Source Control and Build Systems

18 07 2007

I’ve been thinking lately about the shortcomings with SCMs (Source Control Management systems) and build systems. Mainly, that by integrating a certain kind of SCM with a build system, builds of large projects could be made to go a bit faster, as well as gaining some semantic information.

SCMs I’ve used:

  • CVS – About as basic as you can get while still being useful. Basic checkout-modify-checkin model which forms the basis of most SCMs.
  • Subversion – A slightly nicer version of CVS for most intents and purposes. This is what I consider baseline for source control. The only difference from CVS that I’ve ever cared about is that it screws up less frequently with binary files than CVS.
  • Mercurial – A nice distributed SCM.
  • SCCS / Teamware – Sun’s internal SCM. It’s a distributed SCM with very explicit parent-child repository relationships (which are of course flexible, more later)
  • Perforce – Pretty obnoxious in my experience, and not singularly any particular SCM paradigm.
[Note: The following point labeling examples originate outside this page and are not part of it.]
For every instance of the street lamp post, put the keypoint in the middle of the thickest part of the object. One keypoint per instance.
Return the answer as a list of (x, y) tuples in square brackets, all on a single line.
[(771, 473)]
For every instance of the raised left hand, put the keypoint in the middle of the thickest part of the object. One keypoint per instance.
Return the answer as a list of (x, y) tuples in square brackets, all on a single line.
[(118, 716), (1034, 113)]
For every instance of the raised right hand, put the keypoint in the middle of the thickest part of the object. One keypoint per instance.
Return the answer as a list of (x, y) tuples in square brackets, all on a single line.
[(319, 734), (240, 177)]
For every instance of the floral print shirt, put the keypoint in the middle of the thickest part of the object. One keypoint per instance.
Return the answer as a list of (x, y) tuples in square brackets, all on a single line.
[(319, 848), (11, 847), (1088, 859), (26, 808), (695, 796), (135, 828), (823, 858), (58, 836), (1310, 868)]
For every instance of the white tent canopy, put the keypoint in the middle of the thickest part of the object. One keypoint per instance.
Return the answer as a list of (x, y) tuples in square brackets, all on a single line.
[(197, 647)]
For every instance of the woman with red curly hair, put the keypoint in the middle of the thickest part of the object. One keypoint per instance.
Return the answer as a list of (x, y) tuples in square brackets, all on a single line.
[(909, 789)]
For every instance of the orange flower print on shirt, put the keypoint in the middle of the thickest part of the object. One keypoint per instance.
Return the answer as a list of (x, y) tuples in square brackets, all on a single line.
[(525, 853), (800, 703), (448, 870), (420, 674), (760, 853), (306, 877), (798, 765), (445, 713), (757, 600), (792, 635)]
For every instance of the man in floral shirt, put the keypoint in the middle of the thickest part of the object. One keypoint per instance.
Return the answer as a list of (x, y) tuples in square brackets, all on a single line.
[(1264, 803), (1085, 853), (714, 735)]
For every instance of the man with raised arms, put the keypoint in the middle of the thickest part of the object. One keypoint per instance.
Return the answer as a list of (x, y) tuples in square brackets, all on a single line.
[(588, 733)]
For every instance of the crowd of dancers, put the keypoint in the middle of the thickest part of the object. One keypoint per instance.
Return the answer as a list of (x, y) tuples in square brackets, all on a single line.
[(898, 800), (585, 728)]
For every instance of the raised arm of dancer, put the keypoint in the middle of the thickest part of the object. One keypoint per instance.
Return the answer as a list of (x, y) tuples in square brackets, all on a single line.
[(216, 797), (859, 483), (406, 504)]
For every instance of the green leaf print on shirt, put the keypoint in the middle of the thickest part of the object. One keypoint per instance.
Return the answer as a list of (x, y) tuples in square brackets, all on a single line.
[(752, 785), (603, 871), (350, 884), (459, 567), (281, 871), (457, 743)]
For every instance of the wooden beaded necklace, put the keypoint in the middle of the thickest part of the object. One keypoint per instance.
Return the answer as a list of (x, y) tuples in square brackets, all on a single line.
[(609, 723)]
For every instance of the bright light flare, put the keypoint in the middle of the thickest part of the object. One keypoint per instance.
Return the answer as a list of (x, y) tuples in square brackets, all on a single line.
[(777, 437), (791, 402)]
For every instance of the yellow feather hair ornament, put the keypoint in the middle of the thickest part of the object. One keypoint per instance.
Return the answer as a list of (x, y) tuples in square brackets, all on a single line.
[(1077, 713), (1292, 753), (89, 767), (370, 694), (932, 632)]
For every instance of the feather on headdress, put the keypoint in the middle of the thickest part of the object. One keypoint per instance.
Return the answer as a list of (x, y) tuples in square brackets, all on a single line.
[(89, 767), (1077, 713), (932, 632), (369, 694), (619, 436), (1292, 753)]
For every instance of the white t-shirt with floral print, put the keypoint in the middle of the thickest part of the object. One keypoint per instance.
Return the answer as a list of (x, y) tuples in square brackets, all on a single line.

I like distributed SCMs, largely because it also provides a way for a developer to have their own version control without dealing with the main repository. There’s no need to make the SCM work with another used locally, or with another copy of the same SCM – checkins can be done on the local repository without issue. This is important for developers who may for example just be starting on an existing project and not have commit access yet, or for a developer who wants to work on a laptop or other local machine under circumstances which lack access to the main repository. I also like a noticable parent-child relationship between repositories. SCCS has this. Mercurial has a notion of a parent repository (by default the one you cloned from), but it isn’t emphasized in use of the tool, so it isn’t as semantically meaningful – this is a personal nitpick, and I don’t really have a technical reason for backing up this preference. Perforce is mostly just obnoxious in my opinion*. It is similar to a DSCM, in that each developer has their own copy of the respository which they do direct file checkouts from. It keeps checkout state on a central server, however. And to save space, it enforces a requirement that all copies of the repository be on the same filesystem, because it uses hardlinks to do an initial clone of the repository. This is novel, and certainly saves space, but in addition to making remote work impossible also creates an emormous problem. Developers do occasionally screw up their umask on UNIX systems, so they do occasionally need to chmod files. Or more commonly, an editor will allow users to easily (sometimes accidentally) override read-only protection on files by chmod’ing them independently. Then the editing begins. It’s bad enough when someone commits bad code to a main repository, and those who sync up before the changes are backed out have their workspaces broken. But when someone accidentally chmod’s a file in the Perforce situation above, it can simultaneously break building in every checked out workspace that hasn’t done a local checkout of that file, which would remove the hardlink and replace it with an actual copy. For this reason, I dislike SCMs which make hardlinks for checkouts. One thing I like about both Perforce and SCCS/Teamware is that each has an explicit list of files being edited, which is the inspiration for the main point of this post.

Build systems I’ve used:

  • make (and parallel versions of it) – The baseline build system from a UNIX/*nix perspective.
  • ant – Used for Java.

The main problem with make and ant is that they are stateless – so for partial builds, they still need to do a lot of initial work to determine what needs to be compiled, and for languages like C, linked. Both traverse the filesystem, stat’ing every file listed such that the build target is dependent on it. For small projects, this isn’t significant. For larger projects (such as OpenSolaris, it becomes noticable, and increases the build time – particularly on systems with other slowdowns for file operations, such as older systems with slow disks, or systems using network mounts for files. An incremental x86 build of OpenSolaris, on the build machines at work, takes between 10 and 40 minutes depending on the number of users on the build servers, after changing one file. Recompiling any one of the main files in the genunix module takes less than 30 seconds. Re-linking all of the object files which compose genunix doesn’t take more than a minute or so. And rebuilding cpio archives for the bfu script only takes about 2 to 3 minutes. Which means that each OS build I do takes between 2 and 8 times as long as it should. This is partly a result of the OS makefile structure – there has been some discussion recently on some OpenSolaris lists about the construction of the makefiles. But the main issue is that either way, hundreds of files are stat’ed which are known not to have changed – the build system simply lacks this information.

One possible solution to this (which I might try to code up this weekend) is to combine a distributed SCM with explicit local checkout (so it has a full list of all potentially modified files), and a build system. This would allow the tools, given a dependency graph, to not even look at source files which don’t need to be rebuilt. Only modified files and those which depend explicitly on them would need to be checked. This could shave some noticable time off the OS build system. Of course, this doesn’t address things like header-dependency unless those are added explicitly to the dependency tree requirements. But for object files, this could be a win.


* It is probably worth noting that this is from my experience at one company where Perforce is in use. I haven’t looked into it too much, so these problems could just be a particular configuration of Perforce.